Selbst wenn L. und W. gesiegt hätten, gelöst hätten sie ihr Problem damit nicht. Möglicherweise hätten sie es sogar verschlimmert. Denn das Netz hat seine eigenen Gesetze. Eines lautet: Der Versuch, bestimmte Informationen zu entfernen, führt dazu, dass diese noch stärker verbreitet werden. „Streisand-Effekt” wird das genannt und geht zurück auf die US-Sängerin, die einen Fotografen verklagte, der unwissentlich ein Foto ihres Anwesens ins Internet gestellt hatte. Je mehr Wirbel Streisand darum machte, desto öfter wurde das Bild heruntergeladen und neu veröffentlicht.

Keine Einsicht

Im Fall der Sedlmayr-Mörder spielt sich derzeit ähnliches ab. Kaum hatten ihre Anwälte auch der US-Version von Wikipedia mit Klage gedroht, griffen amerikanische Medien und private Blogger das Thema auf – natürlich unter voller Namensnennung der Verurteilten. Dagegen vorzugehen ist schwierig. Denn die Medien in den Staaten berufen sich auf den ersten Zusatzartikel der US-Verfassung und das Recht der freien Meinungsäußerung.
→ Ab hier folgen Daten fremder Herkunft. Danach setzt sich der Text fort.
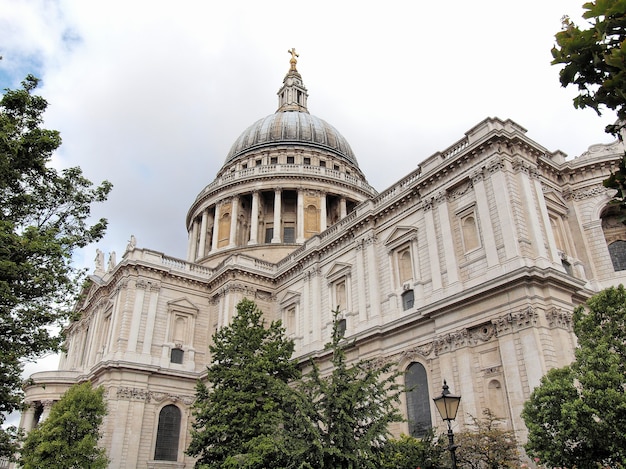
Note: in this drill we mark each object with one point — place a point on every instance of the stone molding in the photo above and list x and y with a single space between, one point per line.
136 394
Und selbst wenn sie Einsicht zeigen, Millionen privater Surfer tun es nicht. So muss sich Golf-Superstar Tiger Woods damit abfinden, dass derzeit seine angebliche Warnung vom Anrufbeantworter einer Geliebten als Datei bei Youtube zu finden ist. Auch der deutsche Comedian Atze Schröder kann das Internet nicht besiegen. Lange zerrte er jede Zeitung vor Gericht, die seinen echten Namen veröffentlichte. Das wirkte. Doch im Netz dauert es keine 30 Sekunden, seine wahre Identität aufzudecken.